Loading of the nfa now possible from an xml file.
[yaz-moved-to-github.git] / test / nfaxmltest1.c
index 38d48e3..754be3b 100644 (file)
@@ -1,7 +1,7 @@
 /*  Copyright (C) 2006, Index Data ApS
  *  See the file LICENSE for details.
  *
- *  $Id: nfaxmltest1.c,v 1.3 2006-07-06 13:10:31 heikki Exp $
+ *  $Id: nfaxmltest1.c,v 1.7 2006-07-14 13:06:38 heikki Exp $
  *
  */
 
 
 /** \brief  Test parsing of a minimal, valid xml string */
 void test1() {
-    char *xmlstr="<ruleset> "
-                 "<rule> "
-                 "  <fromstring>foo</fromstring> "
-                 "  <tostring>bar</tostring> "
-                 "</rule>"
-                 "</ruleset>";
-    yaz_nfa *nfa=yaz_nfa_parse_xml_memory(xmlstr);
+    char *xmlstr = "<ruleset> "
+                   "<rule> "
+                   "  <fromstring>foo</fromstring> "
+                   "  <tostring>bar</tostring> "
+                   "</rule>"
+                   "</ruleset>";
+    yaz_nfa *nfa = yaz_nfa_parse_xml_memory(xmlstr,"test1");
     YAZ_CHECK(nfa);
+    yaz_nfa_destroy(nfa);
 }
 
 
-
 /** \brief  Test parsing of a minimal, invalid xml string */
 void test2() {
-    char *xmlstr="<ruleset> "
-                 "<rule> "
-                 "  <fromstring>foo</fromstring> "
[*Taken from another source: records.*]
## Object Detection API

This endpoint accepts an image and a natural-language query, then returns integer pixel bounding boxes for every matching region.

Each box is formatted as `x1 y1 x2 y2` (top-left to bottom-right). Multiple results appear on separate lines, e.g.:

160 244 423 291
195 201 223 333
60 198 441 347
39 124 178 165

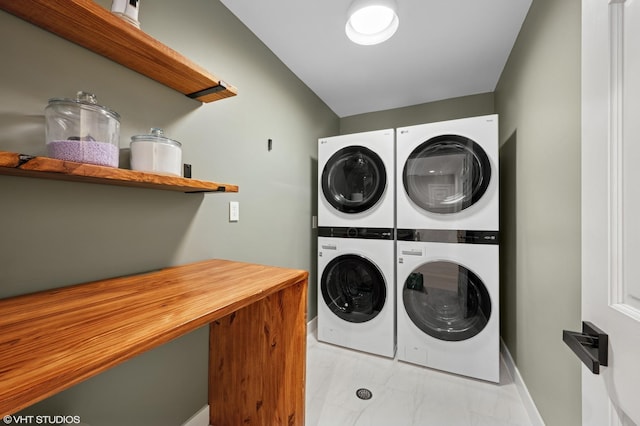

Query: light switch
229 201 239 222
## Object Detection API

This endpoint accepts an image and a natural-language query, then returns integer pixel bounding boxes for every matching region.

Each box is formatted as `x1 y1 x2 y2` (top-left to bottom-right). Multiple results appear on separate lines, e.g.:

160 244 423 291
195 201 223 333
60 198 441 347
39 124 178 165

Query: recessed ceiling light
346 0 399 46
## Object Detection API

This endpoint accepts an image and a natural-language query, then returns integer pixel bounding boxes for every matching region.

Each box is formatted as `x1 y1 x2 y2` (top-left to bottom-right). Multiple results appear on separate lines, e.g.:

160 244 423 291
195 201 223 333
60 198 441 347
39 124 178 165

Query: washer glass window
403 135 491 214
403 261 491 341
322 146 386 213
322 254 386 323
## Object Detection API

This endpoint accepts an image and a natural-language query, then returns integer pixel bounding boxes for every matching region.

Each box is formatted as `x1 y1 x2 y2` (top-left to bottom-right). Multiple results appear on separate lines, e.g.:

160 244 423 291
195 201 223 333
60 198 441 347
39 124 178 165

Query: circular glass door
403 135 491 214
322 146 386 213
402 261 491 341
321 254 386 323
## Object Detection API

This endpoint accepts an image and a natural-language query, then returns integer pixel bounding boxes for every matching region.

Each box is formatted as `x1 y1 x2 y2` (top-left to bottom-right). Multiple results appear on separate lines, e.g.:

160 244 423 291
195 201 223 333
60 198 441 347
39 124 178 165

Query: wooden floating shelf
0 0 237 103
0 151 238 193
0 259 308 421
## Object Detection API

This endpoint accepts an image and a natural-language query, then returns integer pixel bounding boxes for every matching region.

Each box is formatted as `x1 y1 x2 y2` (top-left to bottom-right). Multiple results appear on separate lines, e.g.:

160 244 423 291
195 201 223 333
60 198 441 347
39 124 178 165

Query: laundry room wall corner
499 131 518 358
309 156 319 320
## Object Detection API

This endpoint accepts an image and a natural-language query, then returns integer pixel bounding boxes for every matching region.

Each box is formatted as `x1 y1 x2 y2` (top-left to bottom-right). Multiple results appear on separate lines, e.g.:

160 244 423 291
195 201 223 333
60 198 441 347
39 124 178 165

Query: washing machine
396 115 498 231
317 227 395 358
396 233 499 382
318 129 394 228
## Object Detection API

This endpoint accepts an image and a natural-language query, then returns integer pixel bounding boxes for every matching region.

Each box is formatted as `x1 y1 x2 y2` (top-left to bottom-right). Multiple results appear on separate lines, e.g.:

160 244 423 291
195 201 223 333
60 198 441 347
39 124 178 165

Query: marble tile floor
305 334 533 426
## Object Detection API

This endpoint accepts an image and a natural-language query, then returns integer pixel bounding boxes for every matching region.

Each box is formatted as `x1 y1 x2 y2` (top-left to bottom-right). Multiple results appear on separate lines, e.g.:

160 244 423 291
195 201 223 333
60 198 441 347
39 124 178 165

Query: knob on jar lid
131 128 182 148
76 91 97 104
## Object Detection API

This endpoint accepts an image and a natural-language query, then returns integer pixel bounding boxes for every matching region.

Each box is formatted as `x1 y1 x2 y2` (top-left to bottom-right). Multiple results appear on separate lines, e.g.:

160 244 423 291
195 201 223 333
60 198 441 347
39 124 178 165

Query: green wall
340 92 494 134
0 0 337 424
495 0 582 424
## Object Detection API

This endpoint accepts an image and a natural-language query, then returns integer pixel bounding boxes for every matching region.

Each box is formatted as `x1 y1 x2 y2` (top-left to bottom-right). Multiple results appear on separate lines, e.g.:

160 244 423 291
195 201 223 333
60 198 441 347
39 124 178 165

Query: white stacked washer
395 114 500 382
317 129 396 358
317 229 395 358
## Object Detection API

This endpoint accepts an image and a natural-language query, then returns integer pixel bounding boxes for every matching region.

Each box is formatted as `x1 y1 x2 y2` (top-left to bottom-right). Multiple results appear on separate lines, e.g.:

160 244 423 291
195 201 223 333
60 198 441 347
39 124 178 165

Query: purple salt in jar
45 92 121 168
47 139 119 167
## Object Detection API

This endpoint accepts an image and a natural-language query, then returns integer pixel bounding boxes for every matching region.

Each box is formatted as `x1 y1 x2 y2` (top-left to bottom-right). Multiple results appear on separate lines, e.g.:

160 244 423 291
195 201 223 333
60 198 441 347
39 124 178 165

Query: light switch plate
229 201 239 222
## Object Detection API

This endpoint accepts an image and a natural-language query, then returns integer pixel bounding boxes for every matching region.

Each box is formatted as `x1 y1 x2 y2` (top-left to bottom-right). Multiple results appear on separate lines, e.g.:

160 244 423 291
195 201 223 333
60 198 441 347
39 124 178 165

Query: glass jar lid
131 128 182 148
47 91 121 121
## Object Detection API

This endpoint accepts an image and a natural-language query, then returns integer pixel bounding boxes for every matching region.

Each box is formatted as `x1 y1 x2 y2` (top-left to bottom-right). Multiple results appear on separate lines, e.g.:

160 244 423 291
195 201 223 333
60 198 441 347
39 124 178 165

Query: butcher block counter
0 259 308 425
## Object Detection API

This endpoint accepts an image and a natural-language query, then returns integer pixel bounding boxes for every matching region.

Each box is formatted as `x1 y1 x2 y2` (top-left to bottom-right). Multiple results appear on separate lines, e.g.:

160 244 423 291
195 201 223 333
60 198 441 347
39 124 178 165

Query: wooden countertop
0 259 308 416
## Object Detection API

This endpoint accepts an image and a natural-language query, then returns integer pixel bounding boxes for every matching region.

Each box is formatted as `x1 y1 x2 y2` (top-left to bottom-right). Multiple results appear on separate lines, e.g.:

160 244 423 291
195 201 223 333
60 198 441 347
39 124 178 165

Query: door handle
562 321 608 374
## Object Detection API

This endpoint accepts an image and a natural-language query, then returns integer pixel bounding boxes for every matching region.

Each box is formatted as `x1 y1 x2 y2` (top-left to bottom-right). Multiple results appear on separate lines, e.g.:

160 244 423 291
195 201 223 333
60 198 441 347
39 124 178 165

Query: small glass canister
45 91 121 167
130 128 182 176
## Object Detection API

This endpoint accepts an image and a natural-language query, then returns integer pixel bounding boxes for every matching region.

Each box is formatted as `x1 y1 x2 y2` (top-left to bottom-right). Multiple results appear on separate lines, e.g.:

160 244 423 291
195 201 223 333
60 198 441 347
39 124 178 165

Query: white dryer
396 115 498 231
396 234 499 382
318 129 394 228
317 228 395 358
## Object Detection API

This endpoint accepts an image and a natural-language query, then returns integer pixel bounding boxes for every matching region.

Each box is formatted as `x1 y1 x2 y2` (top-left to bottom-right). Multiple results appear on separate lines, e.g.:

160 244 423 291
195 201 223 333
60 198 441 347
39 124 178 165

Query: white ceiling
219 0 532 118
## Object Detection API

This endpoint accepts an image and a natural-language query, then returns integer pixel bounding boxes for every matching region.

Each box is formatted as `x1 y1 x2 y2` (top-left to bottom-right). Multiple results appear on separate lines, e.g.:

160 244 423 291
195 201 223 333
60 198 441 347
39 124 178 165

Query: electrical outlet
229 201 239 222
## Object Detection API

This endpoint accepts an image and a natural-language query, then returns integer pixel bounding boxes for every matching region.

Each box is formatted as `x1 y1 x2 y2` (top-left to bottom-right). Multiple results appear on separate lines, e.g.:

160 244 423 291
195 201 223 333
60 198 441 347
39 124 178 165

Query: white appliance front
396 115 499 231
396 240 499 382
318 129 394 228
317 235 395 358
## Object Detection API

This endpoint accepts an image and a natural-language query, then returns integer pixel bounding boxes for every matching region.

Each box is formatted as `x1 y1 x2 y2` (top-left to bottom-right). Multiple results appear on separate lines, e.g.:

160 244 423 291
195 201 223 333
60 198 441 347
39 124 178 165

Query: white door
581 0 640 424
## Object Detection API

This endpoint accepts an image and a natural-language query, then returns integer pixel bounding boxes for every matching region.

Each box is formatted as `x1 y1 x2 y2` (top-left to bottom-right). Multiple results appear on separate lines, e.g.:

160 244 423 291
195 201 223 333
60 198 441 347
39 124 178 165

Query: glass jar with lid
45 91 121 167
130 128 183 176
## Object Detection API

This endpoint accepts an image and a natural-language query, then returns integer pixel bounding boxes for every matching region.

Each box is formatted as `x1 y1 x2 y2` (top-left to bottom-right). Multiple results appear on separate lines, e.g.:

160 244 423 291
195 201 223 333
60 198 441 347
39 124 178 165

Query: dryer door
321 146 386 214
403 135 491 214
402 260 491 341
321 254 386 323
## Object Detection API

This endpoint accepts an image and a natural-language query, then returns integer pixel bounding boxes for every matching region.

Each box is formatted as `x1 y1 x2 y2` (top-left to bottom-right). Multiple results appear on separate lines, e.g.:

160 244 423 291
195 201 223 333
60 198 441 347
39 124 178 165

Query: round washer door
322 146 386 214
402 260 491 341
321 254 386 323
403 135 491 214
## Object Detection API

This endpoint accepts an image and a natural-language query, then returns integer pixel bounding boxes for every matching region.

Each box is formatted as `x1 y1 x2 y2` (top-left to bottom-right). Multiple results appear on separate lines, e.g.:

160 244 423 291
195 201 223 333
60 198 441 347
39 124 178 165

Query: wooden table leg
209 280 307 425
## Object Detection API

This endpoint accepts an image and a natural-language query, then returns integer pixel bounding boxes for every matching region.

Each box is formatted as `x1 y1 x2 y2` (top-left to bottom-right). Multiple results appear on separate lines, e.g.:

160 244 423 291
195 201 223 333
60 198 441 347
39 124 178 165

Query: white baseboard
307 316 317 336
181 405 209 426
500 339 546 426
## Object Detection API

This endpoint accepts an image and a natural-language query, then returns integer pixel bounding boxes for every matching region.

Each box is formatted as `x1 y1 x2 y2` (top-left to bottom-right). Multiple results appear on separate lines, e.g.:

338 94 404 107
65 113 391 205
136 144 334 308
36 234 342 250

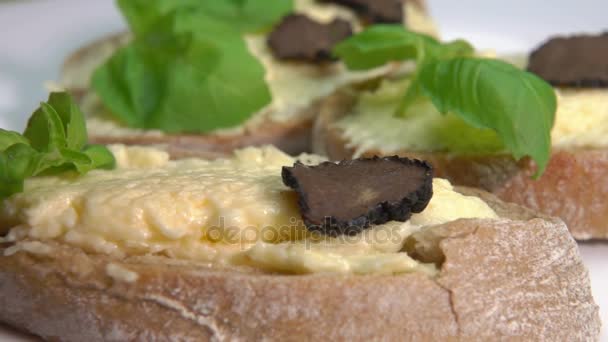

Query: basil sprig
334 25 557 176
0 93 115 199
92 0 293 134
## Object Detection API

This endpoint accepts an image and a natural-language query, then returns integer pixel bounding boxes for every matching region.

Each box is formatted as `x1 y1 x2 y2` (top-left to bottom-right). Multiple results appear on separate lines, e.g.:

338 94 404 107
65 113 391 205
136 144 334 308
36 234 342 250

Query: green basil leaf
0 129 30 151
118 0 293 35
334 25 433 70
433 39 475 60
47 92 88 150
96 0 292 134
417 58 556 176
396 74 425 115
58 148 93 173
23 102 66 152
0 92 116 199
83 145 117 171
4 143 40 179
0 143 41 198
34 149 66 173
337 27 555 177
91 44 160 128
0 162 24 198
116 0 170 35
189 0 293 33
333 25 474 70
92 21 271 133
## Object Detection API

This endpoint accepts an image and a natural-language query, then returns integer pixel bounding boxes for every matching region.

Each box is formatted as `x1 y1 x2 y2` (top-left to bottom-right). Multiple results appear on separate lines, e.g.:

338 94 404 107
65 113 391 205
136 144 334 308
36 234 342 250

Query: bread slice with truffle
60 0 438 159
313 81 608 240
0 188 600 341
0 145 600 341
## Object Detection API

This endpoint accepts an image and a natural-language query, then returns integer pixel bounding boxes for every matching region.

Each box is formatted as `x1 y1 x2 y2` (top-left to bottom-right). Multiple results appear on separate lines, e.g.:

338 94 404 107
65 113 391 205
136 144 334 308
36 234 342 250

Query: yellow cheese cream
0 145 497 275
336 61 608 157
81 0 438 138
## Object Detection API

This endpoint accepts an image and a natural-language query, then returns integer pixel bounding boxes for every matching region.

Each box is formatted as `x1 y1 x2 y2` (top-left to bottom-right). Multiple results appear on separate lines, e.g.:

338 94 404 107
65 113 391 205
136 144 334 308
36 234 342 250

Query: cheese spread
551 89 608 148
337 78 608 157
1 145 497 275
82 0 438 138
336 79 505 157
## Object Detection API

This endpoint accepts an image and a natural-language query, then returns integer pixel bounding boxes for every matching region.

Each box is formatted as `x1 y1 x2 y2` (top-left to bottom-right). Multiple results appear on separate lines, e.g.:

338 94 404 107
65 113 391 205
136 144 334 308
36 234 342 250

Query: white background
0 0 606 340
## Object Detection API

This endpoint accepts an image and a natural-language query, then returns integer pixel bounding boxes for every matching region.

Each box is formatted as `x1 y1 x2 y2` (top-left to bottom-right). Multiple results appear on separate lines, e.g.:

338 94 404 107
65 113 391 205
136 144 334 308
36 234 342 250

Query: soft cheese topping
337 78 608 157
83 0 437 138
1 145 497 275
551 89 608 148
336 79 504 157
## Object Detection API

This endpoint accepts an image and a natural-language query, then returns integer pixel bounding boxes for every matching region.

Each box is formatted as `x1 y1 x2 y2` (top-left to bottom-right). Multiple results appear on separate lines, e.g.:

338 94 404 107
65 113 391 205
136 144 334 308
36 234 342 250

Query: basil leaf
334 25 433 70
116 0 170 35
83 145 117 171
396 74 424 115
334 25 474 70
93 16 271 133
95 0 292 134
0 143 41 198
91 43 161 128
23 102 66 152
0 129 29 151
58 148 93 173
48 92 87 150
336 26 555 177
187 0 293 33
4 143 40 179
433 39 475 60
0 92 116 199
417 58 556 176
118 0 292 36
333 25 474 115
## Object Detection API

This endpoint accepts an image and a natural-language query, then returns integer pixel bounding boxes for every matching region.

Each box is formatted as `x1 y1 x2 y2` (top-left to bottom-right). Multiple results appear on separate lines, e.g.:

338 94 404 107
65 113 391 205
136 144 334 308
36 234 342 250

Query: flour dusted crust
314 89 608 240
0 188 600 341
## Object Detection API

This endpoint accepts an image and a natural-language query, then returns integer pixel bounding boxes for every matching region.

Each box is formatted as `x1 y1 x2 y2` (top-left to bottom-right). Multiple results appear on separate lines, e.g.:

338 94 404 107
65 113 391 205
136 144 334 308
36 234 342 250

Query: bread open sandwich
59 0 438 159
313 29 608 240
0 93 600 339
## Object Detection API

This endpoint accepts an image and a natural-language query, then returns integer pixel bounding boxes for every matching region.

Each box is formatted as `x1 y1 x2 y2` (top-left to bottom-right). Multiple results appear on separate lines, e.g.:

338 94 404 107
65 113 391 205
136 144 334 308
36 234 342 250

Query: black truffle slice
527 33 608 87
282 157 433 236
267 14 353 63
320 0 404 24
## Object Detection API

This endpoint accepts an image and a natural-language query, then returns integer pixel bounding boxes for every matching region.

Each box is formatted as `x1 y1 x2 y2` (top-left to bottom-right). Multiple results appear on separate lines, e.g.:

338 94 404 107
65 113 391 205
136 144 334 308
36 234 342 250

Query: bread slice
0 187 599 341
60 31 320 158
59 1 437 159
314 89 608 240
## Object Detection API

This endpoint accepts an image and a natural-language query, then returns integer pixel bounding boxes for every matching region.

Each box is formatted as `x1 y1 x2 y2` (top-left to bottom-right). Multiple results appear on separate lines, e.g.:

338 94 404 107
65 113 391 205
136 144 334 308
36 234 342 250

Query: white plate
0 0 606 340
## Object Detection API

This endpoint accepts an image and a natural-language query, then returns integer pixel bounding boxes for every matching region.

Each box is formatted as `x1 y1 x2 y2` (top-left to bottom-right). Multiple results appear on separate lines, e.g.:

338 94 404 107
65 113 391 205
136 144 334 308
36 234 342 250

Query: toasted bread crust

-                 "  <tostring>bar</tostring> "
-                 "</rule>";
+    yaz_nfa *nfa;
+    char *xmlstr = "<ruleset> "
+                   "<rule> "
+                   "  <fromstring>foo</fromstring> "
+                   "  <tostring>bar</tostring> "
+                   "</rule>";
                  /* missing "</ruleset>" */
     yaz_log(YLOG_LOG,"Parsing bad xml, expecting errors:");
-    yaz_nfa *nfa=yaz_nfa_parse_xml_memory(xmlstr);
+    nfa = yaz_nfa_parse_xml_memory(xmlstr,"test2");
+    YAZ_CHECK(!nfa);
+    nfa = yaz_nfa_parse_xml_memory(0,"test2-null");
     YAZ_CHECK(!nfa);
 }
 
+/** \brief  Test parsing a few minimal xml files */
+void test3() {
+    char *goodfilenames[] = {
+             "nfaxml-simple.xml",
+             "nfaxml-main.xml", /* x-includes nfaxml-include */
+              0};
+    char *badfilenames[] = {
+             "nfaxml-missing.xml",  /* file not there at all */
+             "nfaxml-badinclude.xml",  /* bad xinclude in it */
+              0};
+    yaz_nfa *nfa;
+    char **f = goodfilenames;
+    do {
+        yaz_log(YLOG_LOG,"Parsing (good) xml file '%s'", *f);
+        nfa=yaz_nfa_parse_xml_file(*f);
+        YAZ_CHECK_TODO(nfa);  /* fails on make distcheck, can't find the files*/
+    } while (*++f);
+
+    f = badfilenames;
+    do {
+        yaz_log(YLOG_LOG,"Parsing bad xml file '%s'. Expecting errors", *f);
+        nfa = yaz_nfa_parse_xml_file(*f);
+        YAZ_CHECK(!nfa);
+    } while (*++f);
+}
+
+/** \brief  Test parsing of a few minimal xml strings, with logical errors */
+void test4() {
+    yaz_nfa *nfa;
+    char *xmls[] = { 
+      /*a*/"<missingruleset>   <foo/>   </missingruleset>",
+      /*b*/"<ruleset> <missingrule/> </ruleset>",
+      /*c*/"<ruleset> <rule> <garbagerule/> </rule> </ruleset>",
+      /*d*/"<ruleset><rule>"
+              "<fromstring>MissingTo</fromstring>"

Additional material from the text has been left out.